Анна отрицательно покачала головой.
– Я укоряла их, что они ничего не могут сделать как надо, – продолжала Виктория. – Мне постоянно было что-то не так. В самом деле, так стыдно… Я так злилась, что у меня забрали мою дочь, мою Эстеллу, мою маленькую звездочку… Я хорошо помню, как впервые взяла ее на руки. Я вижу ее перед глазами, даже чувствую, как она тогда пахла… Маленькие ручки, ножки, носик. Ее темные локоны. Она была такой красавицей. Я всегда хотела защитить ее и все-таки оставила одну.
Анна снова покачала головой:
– Ты не оставляла ее одну. В том, что произошло, нет твоей вины. Это то, что называют судьбой.
Виктория склонилась над могилой Эстеллы и поставила в надгробную вазу свежие цветы, которые принесла с собой.
– Педро считает, что моя голубка могла заболеть из-за нашей грязной воды.
Виктория вновь поднялась, но не смогла отвести взгляд от могилы дочери. Она то сжимала, то разжимала кулаки.
– А теперь еще и сына обидела.
Анна взяла руки Виктории в свои и посмотрела ей в глаза.
– Я уверена, что Пако и Бланка простили тебя. Ты же говоришь, что они тебя поддерживают. Иначе бы их сейчас здесь не было.
Виктория пожала плечами:
– Я тоже на это надеюсь. Но, может, они вспомнят, как скверно я с ними обошлась, и тогда…
– Ну, не глупи, – Анна отрицательно мотала головой, отпустив руки подруги. В отчаянии Виктория отдернула их.
Подруги еще немного постояли у могилы Эстеллы, на которой стоял простой надгробный камень, украшенный изящно высеченным цветком.
– Это цветок кораллового дерева, – тихо произнесла Виктория.
– Я знаю.
Виктория вздохнула.
– Эстелла так их любила, – продолжила она. – Думаю посадить это дерево рядом с могилой.
Анна услышала, что голос подруги вновь задрожал, и крепко взяла ее за руку.
– Пойдем, мы навестим Эстеллу еще раз завтра.

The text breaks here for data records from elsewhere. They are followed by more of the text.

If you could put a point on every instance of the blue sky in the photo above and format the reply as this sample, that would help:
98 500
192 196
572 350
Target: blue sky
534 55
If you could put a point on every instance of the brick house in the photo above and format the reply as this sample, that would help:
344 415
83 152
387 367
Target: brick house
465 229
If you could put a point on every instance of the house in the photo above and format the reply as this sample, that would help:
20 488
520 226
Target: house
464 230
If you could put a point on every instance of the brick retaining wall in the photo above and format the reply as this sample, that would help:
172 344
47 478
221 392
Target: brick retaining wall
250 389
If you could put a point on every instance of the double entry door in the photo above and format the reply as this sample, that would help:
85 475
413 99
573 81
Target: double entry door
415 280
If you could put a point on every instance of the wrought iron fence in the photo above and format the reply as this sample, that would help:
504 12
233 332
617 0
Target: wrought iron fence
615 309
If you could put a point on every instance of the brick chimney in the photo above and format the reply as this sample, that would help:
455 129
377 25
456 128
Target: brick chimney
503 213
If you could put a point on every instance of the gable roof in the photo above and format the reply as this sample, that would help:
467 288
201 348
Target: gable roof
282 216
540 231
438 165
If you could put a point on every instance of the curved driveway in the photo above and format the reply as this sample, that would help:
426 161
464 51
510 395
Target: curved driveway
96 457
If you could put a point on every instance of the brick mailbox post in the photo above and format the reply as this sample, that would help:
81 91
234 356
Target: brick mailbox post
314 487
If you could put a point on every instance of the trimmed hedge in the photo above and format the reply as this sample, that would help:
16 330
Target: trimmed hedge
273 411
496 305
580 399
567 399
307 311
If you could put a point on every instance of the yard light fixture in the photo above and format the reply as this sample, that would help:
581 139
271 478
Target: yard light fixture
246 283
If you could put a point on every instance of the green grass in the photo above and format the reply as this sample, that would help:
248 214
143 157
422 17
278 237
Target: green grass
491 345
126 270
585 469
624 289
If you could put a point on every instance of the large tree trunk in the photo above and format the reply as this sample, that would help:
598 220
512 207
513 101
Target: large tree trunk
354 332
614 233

А сейчас давай вернемся к остальным.
– Давай. – Виктория склонила голову на плечо Анны. Так она иногда делала еще в молодости. – Я бы очень хотела прийти с тобой сюда завтра.
Уже слышались голоса остальных родственников. На веранде дома в Лос-Аборерос собралось второе и третье поколение семьи: Пако, Бланка, Марлена, Аврора, Хоакин и Виолетта, которая держала на руках спящую Стеллу.
«На эстансии Лос-Аборерос теперь тихо, и только ребенок требует к себе внимания», – подумалось Виолетте. Стелла кричала, заявляя о своих потребностях: одиночестве, голоде, желании, чтобы ее взяли на руки. Именно Виолетта заботилась о малышке. В первые дни она кормила Стеллу козьим молоком, но потом нашли среди работниц Лос-Аборерос женщину, у которой был маленький ребенок. Та могла выкормить и второго младенца. Марисела стала для Стеллы кормилицей, а ее дочь Аурелия – молочной сестрой. Мариселу с дочкой на несколько месяцев переселили в хозяйский дом. Но даже когда Марисела приходила кормить малышку, Виолетта не выпускала ребенка из рук. По ночам она вставала и укачивала племянницу. Разумеется, она не могла забросить учебу в школе, поэтому часто появлялась на занятиях очень уставшей.